Et peut-être finalement, le plus contraignant avec un peu de recul,

les couches lavables, on l’a fait et on a tenu.

- Et tu as arrêté !

Non !

Enfin, après voilà

on va rentrer

cela va peut-être intéresser les jeunes parents.

Couche lavable en journée, cela tient

la nuit, c’est un peu plus compliqué.

Donc pour le confort de vos enfants,

vous dites : " en journée, on met des couches lavables et on a une couche par jour.

Franchement, c’est déjà bien comme geste.
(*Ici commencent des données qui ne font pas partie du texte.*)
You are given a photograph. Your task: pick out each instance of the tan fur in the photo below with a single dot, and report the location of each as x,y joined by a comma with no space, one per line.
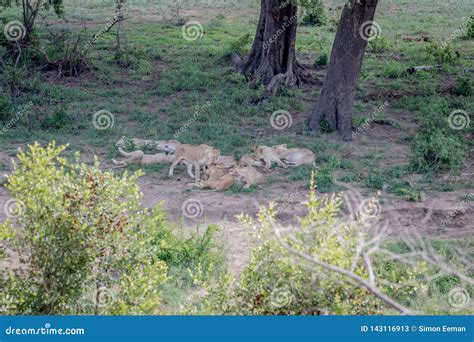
269,156
161,145
249,160
167,145
139,157
194,156
218,179
227,161
295,156
249,175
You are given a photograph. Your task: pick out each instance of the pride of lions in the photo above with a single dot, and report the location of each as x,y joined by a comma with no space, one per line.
212,170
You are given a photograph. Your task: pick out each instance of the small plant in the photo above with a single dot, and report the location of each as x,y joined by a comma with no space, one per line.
463,86
86,244
436,148
470,28
378,45
313,13
442,54
5,106
239,46
58,119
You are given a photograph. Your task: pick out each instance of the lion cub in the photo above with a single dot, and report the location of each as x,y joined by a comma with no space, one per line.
139,157
249,160
295,156
169,146
194,156
218,179
249,175
227,161
269,156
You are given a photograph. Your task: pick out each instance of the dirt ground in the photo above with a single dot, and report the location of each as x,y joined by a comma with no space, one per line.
441,215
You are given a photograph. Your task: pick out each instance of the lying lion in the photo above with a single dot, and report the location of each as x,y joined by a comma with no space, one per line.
169,146
218,179
249,175
139,157
268,156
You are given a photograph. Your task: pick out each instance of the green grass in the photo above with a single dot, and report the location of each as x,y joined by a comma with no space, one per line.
162,78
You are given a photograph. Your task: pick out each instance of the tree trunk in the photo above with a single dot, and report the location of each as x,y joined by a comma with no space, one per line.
337,96
272,60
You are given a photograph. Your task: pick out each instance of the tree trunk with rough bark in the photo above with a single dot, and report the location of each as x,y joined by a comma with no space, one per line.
272,60
337,96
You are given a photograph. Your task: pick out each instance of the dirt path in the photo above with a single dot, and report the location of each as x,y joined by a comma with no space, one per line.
441,215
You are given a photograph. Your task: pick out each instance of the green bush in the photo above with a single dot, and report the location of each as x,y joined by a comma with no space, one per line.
378,45
5,106
470,28
441,54
322,59
436,148
463,86
275,283
86,245
313,13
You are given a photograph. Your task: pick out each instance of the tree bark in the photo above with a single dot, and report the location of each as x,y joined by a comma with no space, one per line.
337,96
272,59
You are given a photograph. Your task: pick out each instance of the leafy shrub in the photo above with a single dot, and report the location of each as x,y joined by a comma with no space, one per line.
5,105
322,59
313,13
58,119
393,70
378,45
470,28
463,86
442,54
86,245
436,148
274,284
239,46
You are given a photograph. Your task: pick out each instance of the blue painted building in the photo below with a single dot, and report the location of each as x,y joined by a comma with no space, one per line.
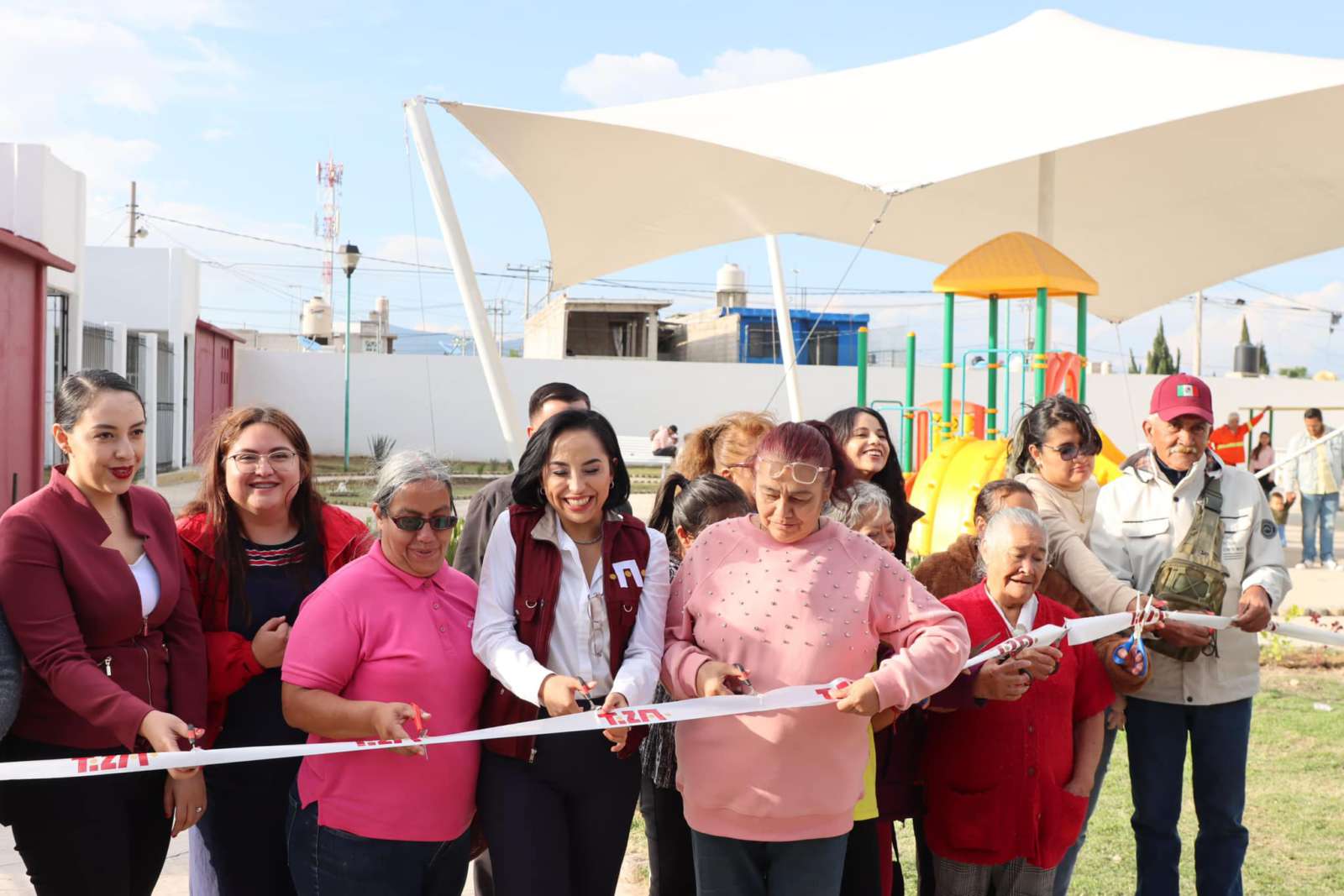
819,338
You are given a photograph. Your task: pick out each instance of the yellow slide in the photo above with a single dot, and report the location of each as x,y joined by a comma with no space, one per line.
952,476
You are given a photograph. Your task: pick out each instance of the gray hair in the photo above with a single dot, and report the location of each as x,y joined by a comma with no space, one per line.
864,499
1000,526
407,468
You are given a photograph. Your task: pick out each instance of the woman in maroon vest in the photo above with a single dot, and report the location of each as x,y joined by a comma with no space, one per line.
92,584
569,618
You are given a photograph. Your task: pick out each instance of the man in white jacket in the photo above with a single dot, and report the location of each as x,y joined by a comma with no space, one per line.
1142,519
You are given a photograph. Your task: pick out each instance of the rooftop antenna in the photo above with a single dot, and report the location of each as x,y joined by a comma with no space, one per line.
327,221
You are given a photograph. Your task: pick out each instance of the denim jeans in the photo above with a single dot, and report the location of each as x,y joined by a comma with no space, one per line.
1323,508
1065,869
338,862
729,867
1218,745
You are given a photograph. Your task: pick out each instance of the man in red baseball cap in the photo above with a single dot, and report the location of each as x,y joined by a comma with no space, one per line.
1184,411
1200,696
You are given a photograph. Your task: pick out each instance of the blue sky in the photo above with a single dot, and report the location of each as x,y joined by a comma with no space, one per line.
221,109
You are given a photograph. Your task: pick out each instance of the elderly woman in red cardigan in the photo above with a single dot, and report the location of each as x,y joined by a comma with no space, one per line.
1008,781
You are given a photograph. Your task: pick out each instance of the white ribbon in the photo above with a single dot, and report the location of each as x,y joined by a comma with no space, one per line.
790,698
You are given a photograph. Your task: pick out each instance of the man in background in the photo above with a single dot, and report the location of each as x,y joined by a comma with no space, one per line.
1316,476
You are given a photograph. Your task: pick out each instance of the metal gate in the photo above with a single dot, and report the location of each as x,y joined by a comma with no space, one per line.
136,362
97,348
167,385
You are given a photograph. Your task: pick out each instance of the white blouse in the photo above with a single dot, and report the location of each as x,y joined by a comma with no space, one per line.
581,640
148,580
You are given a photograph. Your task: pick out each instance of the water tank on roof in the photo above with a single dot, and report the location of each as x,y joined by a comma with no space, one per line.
1247,359
318,320
730,286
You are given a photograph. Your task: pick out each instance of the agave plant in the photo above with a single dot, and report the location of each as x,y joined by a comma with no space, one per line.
380,449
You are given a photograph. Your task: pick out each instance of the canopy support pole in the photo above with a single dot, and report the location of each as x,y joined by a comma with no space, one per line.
1039,355
785,327
465,275
907,412
948,312
864,367
1200,333
1082,348
992,374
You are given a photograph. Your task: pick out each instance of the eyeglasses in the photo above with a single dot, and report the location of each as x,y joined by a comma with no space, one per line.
1068,450
279,459
801,473
416,523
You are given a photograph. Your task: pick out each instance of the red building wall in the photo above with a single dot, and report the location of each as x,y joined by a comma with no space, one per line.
24,301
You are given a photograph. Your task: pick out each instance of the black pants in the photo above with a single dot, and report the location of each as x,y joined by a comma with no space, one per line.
671,860
862,862
245,826
559,824
81,836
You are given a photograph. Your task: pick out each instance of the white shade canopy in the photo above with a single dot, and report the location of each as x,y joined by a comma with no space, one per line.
1160,167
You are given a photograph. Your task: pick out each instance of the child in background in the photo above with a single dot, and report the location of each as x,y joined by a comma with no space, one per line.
1278,506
Mais en fait, ce qu’il s’est passé, c’est que moi,

j’ai toujours été sensible à cela.

et au moment de la levée de fonds ?

enfin, un peu après la levée de fond

et où j’ai commencé à réaliser en fait,

je vais dire, tout l’argent et les règles du jeu

en se disant : " mais ils font encore plus d’argent et autres."

Cela m’a fait un effet inverse en me disant :

"je n’ai pas envie de lever des dizaines de millions."
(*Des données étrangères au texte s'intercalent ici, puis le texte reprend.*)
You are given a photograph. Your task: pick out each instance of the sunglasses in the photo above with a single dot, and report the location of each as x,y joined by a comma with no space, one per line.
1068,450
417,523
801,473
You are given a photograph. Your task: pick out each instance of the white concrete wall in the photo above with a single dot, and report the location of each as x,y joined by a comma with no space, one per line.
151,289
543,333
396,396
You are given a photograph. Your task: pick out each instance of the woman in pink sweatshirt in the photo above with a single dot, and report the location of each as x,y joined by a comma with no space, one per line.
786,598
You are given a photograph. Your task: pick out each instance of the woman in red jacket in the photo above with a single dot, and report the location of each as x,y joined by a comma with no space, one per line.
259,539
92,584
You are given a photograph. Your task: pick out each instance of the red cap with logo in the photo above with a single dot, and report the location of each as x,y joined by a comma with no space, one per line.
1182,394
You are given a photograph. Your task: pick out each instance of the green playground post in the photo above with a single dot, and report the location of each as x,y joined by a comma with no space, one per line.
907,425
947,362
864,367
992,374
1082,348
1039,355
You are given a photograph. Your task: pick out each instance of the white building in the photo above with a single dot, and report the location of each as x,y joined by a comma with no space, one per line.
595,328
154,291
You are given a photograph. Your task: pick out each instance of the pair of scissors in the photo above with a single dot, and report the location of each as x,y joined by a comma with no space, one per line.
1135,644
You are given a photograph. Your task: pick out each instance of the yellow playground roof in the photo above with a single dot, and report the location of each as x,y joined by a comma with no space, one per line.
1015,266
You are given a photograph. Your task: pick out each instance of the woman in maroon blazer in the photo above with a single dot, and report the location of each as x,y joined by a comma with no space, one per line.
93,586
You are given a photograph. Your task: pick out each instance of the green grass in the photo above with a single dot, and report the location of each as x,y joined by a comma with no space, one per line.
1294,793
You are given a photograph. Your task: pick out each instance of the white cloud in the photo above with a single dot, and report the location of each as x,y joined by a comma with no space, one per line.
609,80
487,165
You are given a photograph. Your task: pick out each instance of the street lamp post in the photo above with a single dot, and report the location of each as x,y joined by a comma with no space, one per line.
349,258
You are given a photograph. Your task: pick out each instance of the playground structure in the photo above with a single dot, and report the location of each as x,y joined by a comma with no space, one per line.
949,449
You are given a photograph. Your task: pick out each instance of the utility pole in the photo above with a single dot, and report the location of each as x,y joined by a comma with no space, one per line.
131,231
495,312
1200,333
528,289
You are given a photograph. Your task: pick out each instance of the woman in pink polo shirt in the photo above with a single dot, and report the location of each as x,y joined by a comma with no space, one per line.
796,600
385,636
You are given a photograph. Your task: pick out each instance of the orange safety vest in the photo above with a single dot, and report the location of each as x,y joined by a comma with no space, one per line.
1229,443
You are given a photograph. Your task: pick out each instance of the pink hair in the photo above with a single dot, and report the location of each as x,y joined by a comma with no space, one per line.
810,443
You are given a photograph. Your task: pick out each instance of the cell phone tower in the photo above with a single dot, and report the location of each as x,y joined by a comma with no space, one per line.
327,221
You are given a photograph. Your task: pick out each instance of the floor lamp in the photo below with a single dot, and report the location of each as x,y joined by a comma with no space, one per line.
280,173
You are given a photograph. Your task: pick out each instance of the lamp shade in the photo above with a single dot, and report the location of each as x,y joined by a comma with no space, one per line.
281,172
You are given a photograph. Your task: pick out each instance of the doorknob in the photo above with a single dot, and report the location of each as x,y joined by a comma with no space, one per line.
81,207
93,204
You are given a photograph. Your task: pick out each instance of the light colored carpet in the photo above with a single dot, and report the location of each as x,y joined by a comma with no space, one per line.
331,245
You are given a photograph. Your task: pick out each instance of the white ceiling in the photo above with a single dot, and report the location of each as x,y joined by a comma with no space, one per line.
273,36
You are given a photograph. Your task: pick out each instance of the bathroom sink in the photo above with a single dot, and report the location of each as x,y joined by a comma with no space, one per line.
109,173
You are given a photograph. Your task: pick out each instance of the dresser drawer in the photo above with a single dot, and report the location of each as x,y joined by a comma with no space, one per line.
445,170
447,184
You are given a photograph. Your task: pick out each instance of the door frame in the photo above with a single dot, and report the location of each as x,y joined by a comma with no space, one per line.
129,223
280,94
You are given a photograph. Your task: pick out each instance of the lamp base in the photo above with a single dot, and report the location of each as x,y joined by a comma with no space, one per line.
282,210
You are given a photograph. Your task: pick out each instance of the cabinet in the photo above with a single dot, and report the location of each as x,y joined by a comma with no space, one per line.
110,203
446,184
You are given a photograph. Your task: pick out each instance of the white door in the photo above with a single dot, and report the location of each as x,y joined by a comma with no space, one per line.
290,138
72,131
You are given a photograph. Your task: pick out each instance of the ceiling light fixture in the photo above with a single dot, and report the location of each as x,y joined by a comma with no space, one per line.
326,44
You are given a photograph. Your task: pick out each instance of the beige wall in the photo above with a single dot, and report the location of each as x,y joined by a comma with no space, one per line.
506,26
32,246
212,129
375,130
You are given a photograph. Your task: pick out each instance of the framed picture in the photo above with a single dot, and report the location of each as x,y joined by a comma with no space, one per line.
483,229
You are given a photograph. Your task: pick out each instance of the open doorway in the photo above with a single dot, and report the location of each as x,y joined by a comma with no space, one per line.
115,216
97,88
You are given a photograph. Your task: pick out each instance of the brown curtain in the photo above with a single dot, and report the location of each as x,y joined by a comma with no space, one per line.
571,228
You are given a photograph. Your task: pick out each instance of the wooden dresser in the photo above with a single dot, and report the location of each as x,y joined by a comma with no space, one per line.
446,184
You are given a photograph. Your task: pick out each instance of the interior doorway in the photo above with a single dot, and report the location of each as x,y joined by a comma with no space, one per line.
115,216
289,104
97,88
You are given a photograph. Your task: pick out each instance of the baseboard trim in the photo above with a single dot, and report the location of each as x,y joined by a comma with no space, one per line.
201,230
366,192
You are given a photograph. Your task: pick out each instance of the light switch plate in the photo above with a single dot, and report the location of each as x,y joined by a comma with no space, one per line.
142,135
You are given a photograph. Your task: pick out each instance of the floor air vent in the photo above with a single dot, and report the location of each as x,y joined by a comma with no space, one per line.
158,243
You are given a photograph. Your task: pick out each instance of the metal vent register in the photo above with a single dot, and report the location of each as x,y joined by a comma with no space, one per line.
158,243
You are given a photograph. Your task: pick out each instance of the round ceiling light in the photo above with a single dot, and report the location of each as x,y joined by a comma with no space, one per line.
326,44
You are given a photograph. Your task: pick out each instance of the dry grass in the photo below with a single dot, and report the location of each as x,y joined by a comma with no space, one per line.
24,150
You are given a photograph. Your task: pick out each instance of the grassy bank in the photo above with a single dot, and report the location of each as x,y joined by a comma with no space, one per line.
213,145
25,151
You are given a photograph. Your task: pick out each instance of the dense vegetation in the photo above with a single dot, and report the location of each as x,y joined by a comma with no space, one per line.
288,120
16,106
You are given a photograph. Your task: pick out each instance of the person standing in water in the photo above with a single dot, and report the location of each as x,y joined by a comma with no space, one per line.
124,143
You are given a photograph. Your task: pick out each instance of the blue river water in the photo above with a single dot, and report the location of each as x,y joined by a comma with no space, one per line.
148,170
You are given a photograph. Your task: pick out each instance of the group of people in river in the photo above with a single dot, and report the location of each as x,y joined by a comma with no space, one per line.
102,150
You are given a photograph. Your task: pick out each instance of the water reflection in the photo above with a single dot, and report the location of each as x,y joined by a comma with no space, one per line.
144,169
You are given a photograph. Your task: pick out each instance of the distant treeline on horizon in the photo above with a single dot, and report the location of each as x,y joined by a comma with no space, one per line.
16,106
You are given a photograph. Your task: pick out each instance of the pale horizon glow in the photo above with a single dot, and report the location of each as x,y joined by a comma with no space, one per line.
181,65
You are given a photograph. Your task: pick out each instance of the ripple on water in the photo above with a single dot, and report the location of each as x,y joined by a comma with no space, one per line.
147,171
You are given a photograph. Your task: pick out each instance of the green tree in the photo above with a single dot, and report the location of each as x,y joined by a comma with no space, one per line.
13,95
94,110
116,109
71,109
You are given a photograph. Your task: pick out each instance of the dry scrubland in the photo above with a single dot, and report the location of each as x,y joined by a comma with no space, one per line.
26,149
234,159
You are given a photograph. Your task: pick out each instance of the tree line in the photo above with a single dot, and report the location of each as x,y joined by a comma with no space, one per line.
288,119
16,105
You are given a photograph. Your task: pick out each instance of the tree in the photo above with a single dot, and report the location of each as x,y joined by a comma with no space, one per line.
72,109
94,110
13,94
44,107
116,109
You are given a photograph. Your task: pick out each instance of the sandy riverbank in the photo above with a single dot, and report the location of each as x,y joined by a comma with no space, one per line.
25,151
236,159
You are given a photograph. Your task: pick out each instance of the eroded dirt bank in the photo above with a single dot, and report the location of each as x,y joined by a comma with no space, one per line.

De toute façon, on n’était pas parti pour cela.

Et du coup, je me suis dit mais en fait, est-ce qu’on peut vivre avec moins.
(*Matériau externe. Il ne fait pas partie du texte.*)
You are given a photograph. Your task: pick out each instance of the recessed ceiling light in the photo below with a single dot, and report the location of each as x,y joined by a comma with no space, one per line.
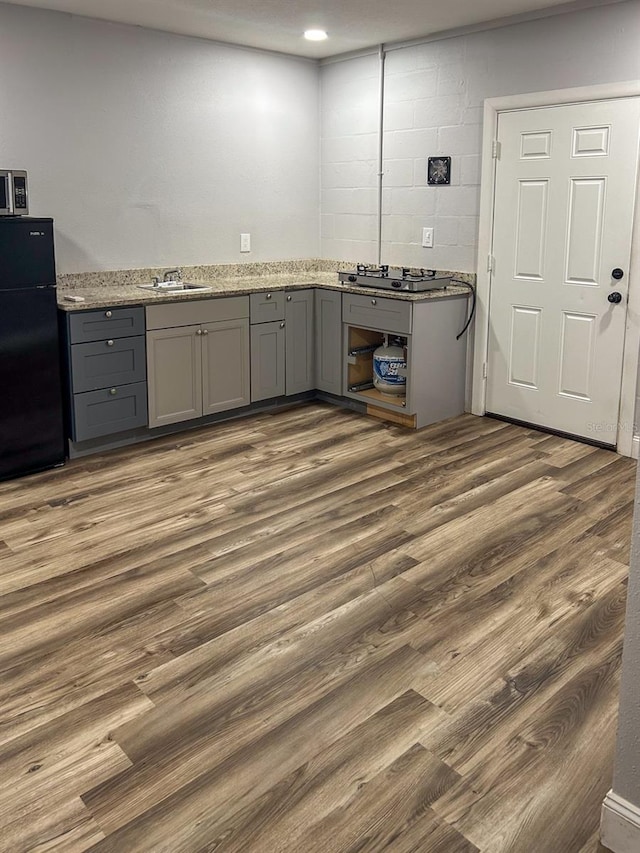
315,35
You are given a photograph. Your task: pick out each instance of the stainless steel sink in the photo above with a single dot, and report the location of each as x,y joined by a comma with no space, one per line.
174,287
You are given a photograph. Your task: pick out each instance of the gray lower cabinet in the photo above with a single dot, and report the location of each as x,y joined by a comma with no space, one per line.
299,348
268,378
328,341
225,366
197,369
107,371
174,375
282,351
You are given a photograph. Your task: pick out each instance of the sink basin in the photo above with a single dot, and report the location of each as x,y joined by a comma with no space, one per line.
174,287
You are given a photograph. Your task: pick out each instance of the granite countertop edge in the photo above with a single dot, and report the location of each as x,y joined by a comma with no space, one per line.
102,290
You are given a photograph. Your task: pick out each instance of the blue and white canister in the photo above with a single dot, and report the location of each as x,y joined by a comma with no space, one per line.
387,362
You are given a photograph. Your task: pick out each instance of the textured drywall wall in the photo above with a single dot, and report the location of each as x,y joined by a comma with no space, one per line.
433,105
150,149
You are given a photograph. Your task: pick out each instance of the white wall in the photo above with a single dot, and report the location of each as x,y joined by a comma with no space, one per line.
151,149
434,94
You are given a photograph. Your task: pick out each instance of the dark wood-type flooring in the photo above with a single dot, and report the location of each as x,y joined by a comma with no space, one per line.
313,631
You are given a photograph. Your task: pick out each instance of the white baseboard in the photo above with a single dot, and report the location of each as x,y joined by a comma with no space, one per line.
620,824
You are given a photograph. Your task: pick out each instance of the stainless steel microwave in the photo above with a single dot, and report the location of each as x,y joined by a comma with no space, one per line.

Et c’est comme cela que j’ai acheté deux bouquins.

- Ouais !

Un bouquin de Pierre Rabhi que je suivais déjà pas mal.

Colibris.

Voilà ! Vers la sobriété heureuse.

Et un deuxième bouquin de Béa Johnson

qui s’appelle : Zéro Déchets, Zero Waste en Anglais.

- D’accord !

Tu mettras les liens en commentaire.

Oui, j’ajouterais les liens.

En fait, j’ai commencé à lire Pierre Rabhi

et ma femme a lu Zéro Déchets

donc, je n’ai pas eu le temps de lire plus qu'un chapitre.

Oui !

Et alors qu’elle, ce n’était pas du tout son mode de vie à l’origine.

- Oui !

À un moment donné, elle est en train de lire le livre et elle me dit :

" et si on le faisait ?"

Je lui dis : quoi.

On va passer Zéro déchets.

Et en fait, j’ai eu, je crois,

mais je ne me souviens pas d’avoir eu cela une autre fois,

un vrai sentiment de vide et de lâcher-prise

et je crois que c’est l’amour que j’ai pour ma femme qui m’a fait lui dire :

" OK, on y va ! "

Et j’avoue que comme cela ne venait pas de moi,

il y a eu des moments un peu plus durs.

- Oui ! Tu t'y adaptes.

Voilà !

Mais progressivement, on est passé en zéro déchet

et c’est franchement, je pense,

la meilleure décision familiale qu’on ait prise ces dernières années.

- Ah oui ?

Parce que la vie est beaucoup plus simple après.

Et cela permet de tout aligner et d’avancer dans une direction.

enfin, c’est finalement un mode de vie

que j’applique progressivement à tous les secteurs

et pas seulement à la famille.

Alors, j’ai un peu trop saoulé mes collègues et autres

au boulot, ils pourront parler avec cela.

Mais j’essaie de reprendre la philosophie du Zéro Déchets en cinq mots.

Je vais commencer dans le désordre le Zéro Déchets.

Vous commencez, si vous avez un jardin,

vous pouvez composter toutes les épluches

sur restes alimentaires, toutes ces choses-là.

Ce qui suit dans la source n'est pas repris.